As described elsewhere,35 six tandem nsLTP gene pairs on the distal region of rice chromosomes 11 and 12 were presently found to be in collinear order. However, only five gene copies were preserved in the corresponding region of sorghum chromosome 8, and only one truncated gene in chromosome 5. Even though this segmental duplication was supposed to have appeared at least 50million years ago, the highly similar sequences between each collinear gene pair enable them to fall within the same phylogenic branch (Fig. 3B), as the alignment of coding sequences displayed an identity of >98%. The high sequence similarity between the collinear gene pairs on the genomic locus included both the coding and flanking regulatory sequences (Fig. 3C). Because non-coding regions generally evolve rapidly after duplication, the high sequence homology at this locus between rice chromosomes 11 and 12 strongly supports the existence of gene conversion events, as previously described,34 which means that this cluster of nsLTP genes on rice chromosomes 11 and 12 have undergone concerted evolution for more than 50million years. However, the sorghum genome fragment the nsLTP genes appears to be inverted on chromosome 8, and thus may have escaped the chance of recombination with the homoeologous region on chromosome 5.
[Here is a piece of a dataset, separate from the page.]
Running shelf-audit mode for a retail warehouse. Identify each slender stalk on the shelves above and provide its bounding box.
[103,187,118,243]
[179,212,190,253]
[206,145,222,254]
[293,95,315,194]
Expression and possible functions of nsLTPs

According to our analysis of the public rice microarray data, the most abundant nsLTP expression can be attributed to type I nsLTPs, especially in clade I.1, which might have undergone concerted evolution. The systematic examination of transgenic promoter activities of this type nsLTPs also evidenced a broad expression profile during the entirety of the plant life cycle. In clade I.1, an expression feature related with the epidermis of aerial growing tissues, which was highly conserved in the young leaf/leaf primordia, wound site, and abscission zone, was observed for most rice and sorghum genes, even though the expression dynamics in each organ/tissue were also apparent. This expression feature is supported by previous studies, including nsLTPs, throughout dicot and monocot plants.5,13,18,23,36 By accessing the public microarray data in Arabidopsis, it was determined that similar expression patterns could be represented by the gene cluster in clade I.2, in which at least four genes, including AT2G15050, AT3G51600 (AtLTP5), AT2g38530 (AtLTP2), and At2g38540 (AtLTP1), should have preserved expression motifs in the shoot apical meristem or leaf primordial (Supplementary Fig. S4). This result is consistent with the recent transgenic promoter analysis including AtLTP1-6.13

The epidermal expression of young aerial growing tissue has been noted as one of the evidences correlating nsLTP to cutin synthesis, where the cuticular wax is usually localized.18 As anticipated, the parallel distribution of the cuticle and nsLTPs were detected at the abscission zone, guard cell, ovary epidermis, anther, stigma, embryo, and testa.30 Plants evolved the cuticle and stomata at the same time, and the presence of these structures as early as that of the gametophytes of moss and hornworts has been confirmed. Herein, both our phylogenic analysis and the observed expression conservation in type I support the association between nsLTPs and cutin synthesis. Additionally, the epidermis-specific expression could also indicate the involvement of nsLTPs in plant defence to protect young growing tissues against phytopathogen attack, as these peptides evidence intrinsic antimicrobial activities and their involvement in plant defence mechanisms has been demonstrated.6,14 Such a role was particularly consistent with the fact that most of the type I nsLTP genes were wounding-inducible, as revealed by both our transgenic promoter and RT–PCR analysis (Figs 4E1–13 and 6A).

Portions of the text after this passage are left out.